São tantas as operações e seus suspeitos que as autoridades mal conseguem dispensar igual atenção para todos. Tome-se os números da Lava Jato: cinco anos, 60 fases, quase mil mandados expedidos, 159 réus e centenas e centenas de suspeitos, com seus nomes inteiros nos jornais e na internet e só a parte pior de suas histórias. Em um único dia chegou-se a expedir mais de cem mandados.

A imprensa mal consegue digerir, perde rápido o interesse pelo assunto ou descobre outros mencionados, citados, investigados e listados mais interessantes... Parece que há sempre um suspeito muito mais suspeito do que aquele da operação que passou. E, de tão suspeito que parece, o sujeito acaba tido quase como um legítimo culpado. Como disse o advogado Antônio Carlos de Almeida Castro, Kakay, defensor de réus da Lava Jato, “informações pela metade podem ser o bastante para não apenas constranger, mas para transformar em fato consumado”. É isso.

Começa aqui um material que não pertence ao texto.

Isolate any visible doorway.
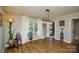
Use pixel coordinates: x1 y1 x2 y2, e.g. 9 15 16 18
72 18 79 42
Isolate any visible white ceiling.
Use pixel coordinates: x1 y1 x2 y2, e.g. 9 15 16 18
4 6 79 18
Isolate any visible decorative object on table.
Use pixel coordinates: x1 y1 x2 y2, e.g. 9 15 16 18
60 28 64 43
8 19 16 46
59 20 65 26
0 13 3 27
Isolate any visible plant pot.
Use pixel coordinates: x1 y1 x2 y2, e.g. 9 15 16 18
8 39 14 46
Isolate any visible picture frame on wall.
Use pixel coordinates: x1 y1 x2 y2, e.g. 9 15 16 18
59 20 65 26
0 13 3 27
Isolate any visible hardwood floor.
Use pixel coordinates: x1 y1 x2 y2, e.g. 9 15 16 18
5 39 76 53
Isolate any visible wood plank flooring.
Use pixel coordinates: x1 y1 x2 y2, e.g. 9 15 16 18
5 39 76 53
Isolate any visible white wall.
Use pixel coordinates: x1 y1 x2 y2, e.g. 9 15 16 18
0 7 4 52
54 13 79 43
5 14 43 44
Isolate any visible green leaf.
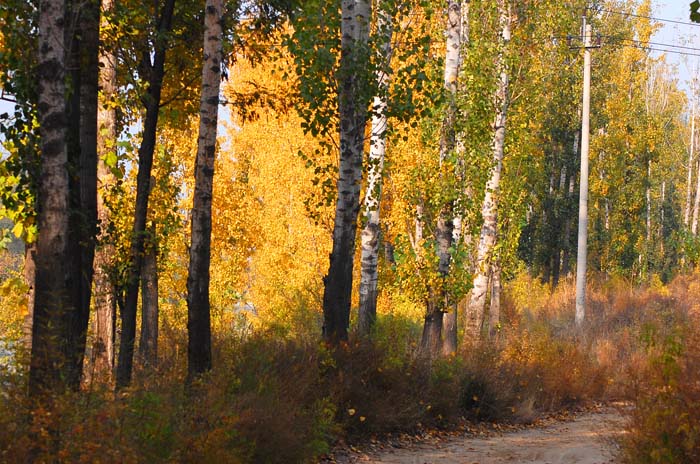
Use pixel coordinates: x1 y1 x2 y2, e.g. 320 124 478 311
12 222 24 238
690 0 700 23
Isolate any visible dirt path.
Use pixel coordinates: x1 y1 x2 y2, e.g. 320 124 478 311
344 410 623 464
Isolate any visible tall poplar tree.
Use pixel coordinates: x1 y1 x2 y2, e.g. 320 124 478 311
421 0 465 356
358 2 393 336
465 0 511 338
323 0 371 343
117 0 175 387
29 0 71 395
187 0 224 381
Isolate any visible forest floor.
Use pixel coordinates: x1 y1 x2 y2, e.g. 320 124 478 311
331 407 624 464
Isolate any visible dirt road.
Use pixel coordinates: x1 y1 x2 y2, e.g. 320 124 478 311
355 410 623 464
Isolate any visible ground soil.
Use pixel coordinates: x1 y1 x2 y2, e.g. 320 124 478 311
337 408 624 464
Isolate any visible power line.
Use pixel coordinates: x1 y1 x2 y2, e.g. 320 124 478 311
598 8 700 26
620 44 700 56
604 35 700 53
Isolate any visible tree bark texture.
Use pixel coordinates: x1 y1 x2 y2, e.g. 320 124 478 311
92 0 117 384
489 259 501 339
139 234 158 367
22 243 36 353
358 5 392 337
66 0 100 389
323 0 371 344
187 0 224 381
465 0 510 340
683 99 696 226
117 0 175 388
29 0 71 397
690 141 700 235
421 0 462 357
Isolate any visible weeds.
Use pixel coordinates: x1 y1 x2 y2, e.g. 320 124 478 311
0 270 700 463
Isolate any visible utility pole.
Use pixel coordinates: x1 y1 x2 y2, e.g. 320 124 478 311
576 12 593 327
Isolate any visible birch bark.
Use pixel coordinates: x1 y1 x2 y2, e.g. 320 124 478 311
421 0 462 357
116 0 175 388
92 0 117 384
187 0 224 383
139 234 158 367
690 148 700 235
29 0 70 397
358 4 392 337
465 0 510 340
323 0 371 343
66 0 100 389
683 94 695 227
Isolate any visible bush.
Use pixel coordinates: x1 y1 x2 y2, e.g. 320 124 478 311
621 324 700 464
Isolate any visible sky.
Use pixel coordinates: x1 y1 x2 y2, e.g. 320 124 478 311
652 0 700 89
0 0 700 136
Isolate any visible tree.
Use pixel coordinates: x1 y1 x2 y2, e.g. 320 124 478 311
117 0 175 388
358 3 392 336
29 0 70 395
421 1 465 357
323 0 371 343
187 0 223 381
29 1 99 394
66 0 100 389
92 0 117 383
465 0 511 339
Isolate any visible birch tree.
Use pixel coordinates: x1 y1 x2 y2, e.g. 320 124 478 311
323 0 371 343
66 0 100 389
683 79 697 227
117 0 175 388
421 1 463 356
187 0 224 381
92 0 117 383
358 2 392 336
29 0 70 396
465 0 511 339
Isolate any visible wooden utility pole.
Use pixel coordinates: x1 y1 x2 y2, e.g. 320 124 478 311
576 17 592 327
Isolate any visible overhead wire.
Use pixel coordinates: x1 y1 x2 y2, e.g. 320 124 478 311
596 8 700 26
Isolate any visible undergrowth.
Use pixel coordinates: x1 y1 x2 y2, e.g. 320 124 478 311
0 277 700 463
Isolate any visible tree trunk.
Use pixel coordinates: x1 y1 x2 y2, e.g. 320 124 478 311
358 5 392 337
323 0 371 344
465 0 510 340
139 234 158 367
442 0 471 355
117 0 175 388
29 0 71 397
690 146 700 235
66 0 100 389
92 0 117 384
22 243 36 353
421 0 462 357
683 97 695 227
489 259 501 339
187 0 224 383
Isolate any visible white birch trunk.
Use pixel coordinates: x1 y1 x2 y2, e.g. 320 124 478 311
358 5 392 336
29 0 71 397
489 259 501 338
421 0 462 357
323 0 371 343
465 0 510 340
690 150 700 235
185 0 224 383
683 99 695 227
92 0 117 383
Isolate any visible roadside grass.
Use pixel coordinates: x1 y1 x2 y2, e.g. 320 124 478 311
0 275 700 463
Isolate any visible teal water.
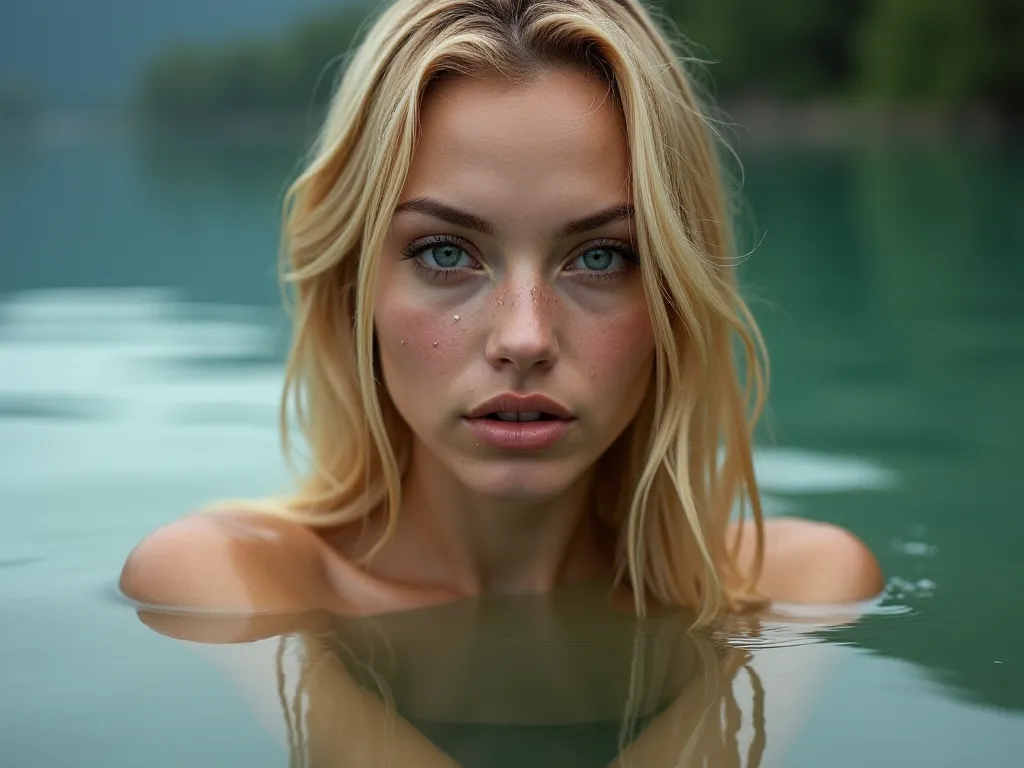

O suplício dos suspeitos era mais tolerável antigamente, quando as notícias eram consumidas, arquivadas e esquecidas. Mas, hoje, a história de qualquer um deles está a poucos clicks de distância de qualquer curioso ou interessado. Basta “dar um Google”. E, se não bastasse a lembrança, também vem com ela a confusão, pois os inteligentíssimos algoritmos conseguem achar quase tudo, mas não sabem discernir: entregam fatos, versões, notícias velhas e novas, tudo embrulhado no mesmo pacote. O algoritmo secreto parece ter o faro dos mais perspicaz dos editores de tabloides sensacionalistas.

Tem mais. A internet oferece infinitas possibilidades para fazer de uma notícia sem sal uma narrativa mais destacada e picante, com frases capitulares e imagens atraente. As histórias podem ser livremente aumentadas, recontadas e transformadas. E é só postar no grupo do WhatsApp que ficam novinha em folha, como se tivesse acontecido hoje.

Na era digital, quem um dia foi suspeito dorme sempre com a pulga atrás da orelha. De que buscas no Google a história da suspeita vai emergir? Quem está vendo? Encara o amigo e pensa: será que ele acredita em mim, ou no Google? Talvez, cumpra uma das penas mais duras, porque não pode se explicar, não tem para quem contar sua história. É a sua palavra contra o Google.

Sabemos que as coisas podem ficar ainda piores. Hoje as suspeitas ganham crédito porque aparecem na mídia, mas talvez isso não seja mais necessário em breve. Já existe tecnologia razoavelmente acessível para produzir vídeos e sons extremamente realistas e falsos, os chamados deepfakes.

Na reta final da eleição de 2018, circulou um exemplo, muito grosseiro, do que essa tecnologia é capaz. Um vídeo mostrava o então candidato ao governo de São Paulo João Dória no que seria um encontro com mulheres em um motel. Confundia, mas não convencia. Porém, há vários vídeos absolutamente convincentes de políticos americanos, atrizes e atores, já em circulação. Uma coisa é atribuir uma frase a alguém, outra é vê-la falar. O impacto é enorme.

Razões para preocupação há muitas. Eleitores, parceiros de negócios, clientes, departamentos de compliance... Todas as novas relações na era digital começam com uma pesquisa no Google e, assim como nas histórias de amor, uma primeira impressão negativa pode não ser definitiva, mas é sempre um convite para a cautela.

O assunto foi abordado no final do ano passado pela respeitada publicação Foreign Policy Magazine. Uma das soluções seria a criação de álibis virtuais que registrariam todas as falas verdadeiras, de um político, por exemplo, para confrontá-las com eventuais fakes, deepfakes e suspeitas. Seria como gerar cópias autenticadas de nós mesmos. Que mundo será esse?